日本の中小企業が発展、活性化する為のポイント

日本において圧倒的な数を占める中小企業は、大震災・災害からの復興、人口減少、円高等の試練を乗り越えて前進していく中で、歴史を重ねて磨き上げ、蓄積してきた独自の技術やノウハウ、知財を活かしながら、さらなる成長を遂げることが期待されている。

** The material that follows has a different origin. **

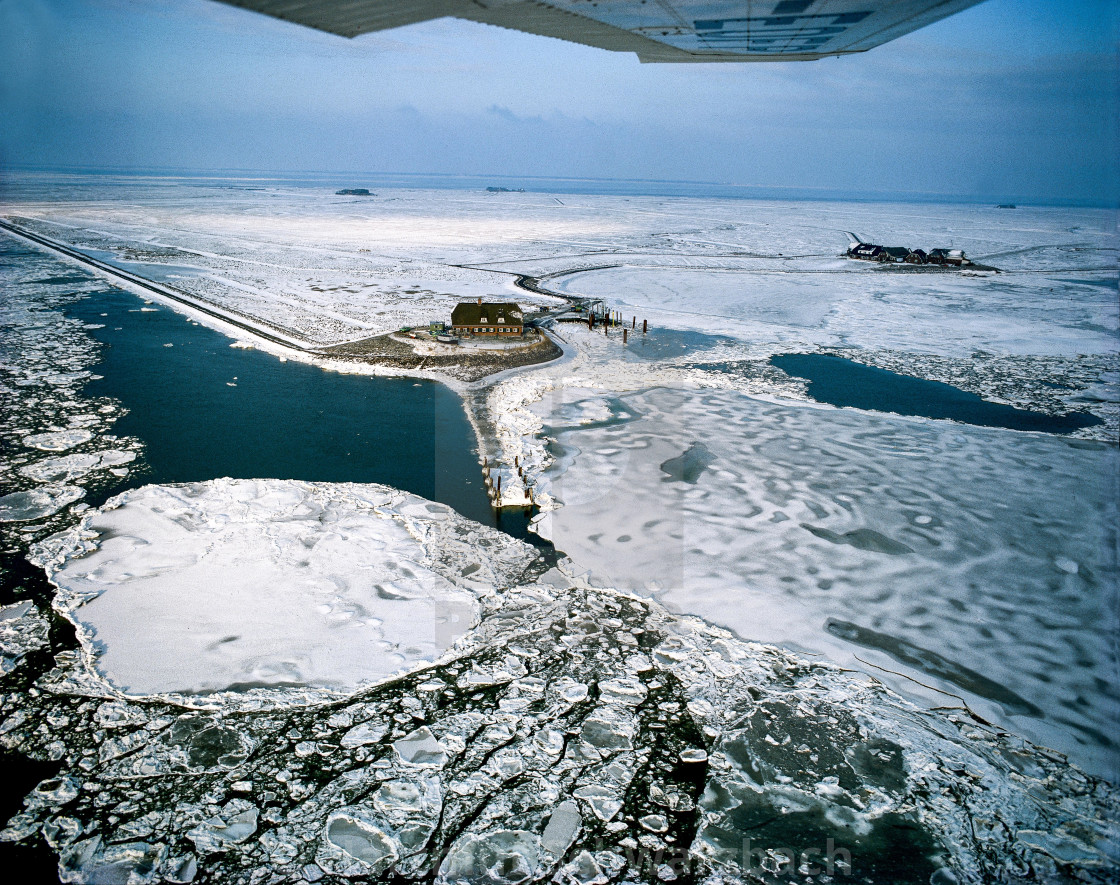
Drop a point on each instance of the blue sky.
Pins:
(1011, 99)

多様で多彩な中小企業が魅力を発揮し、高め、経済活性化の主役として発展していくためには、どのような考えと姿勢で、その歩みを進めればよいのだろうか。

中小企業経営の最先端を知る3名による提言。

独自のアイデアと発想で輝く企業

清成 まずは、事業構想の視点から中小企業の定義を明確にしておきたいと思います。中小企業には大きく分けて2通りあり、一つは限られた市場で事業を行う自営事業主、もう一つは、今はまだ小さいけれど、成長を志向する企業です。ここでは、社会性を保ちながら、成長して飛躍することを志向する中小企業を対象にしたいと考えます。

坂本 家業として成長を志向せずに来たものの、事業承継者が第二次創業で新展開を果たす会社もあります。

商売と事業は違います。事業という中から考えますと、日本の多くの中小企業は、戦後、大規模産業の下に存在して成長をしてきました。業種は製造業からサービス業まで多様ですが、主にアメリカから導入された産業は、日本において〝セカンドトップ〞的な存在として根付き、出来上がってしまいました。大手企業の下請けや関連企業の枠組みにおいて資材を調達したり、部品を納入するモデルでは、親会社が不調になれば影響を受けます。この状況が現代の閉塞感を生み出していて、今こそ中小企業に新たな事業構想が必要だと考える所以です。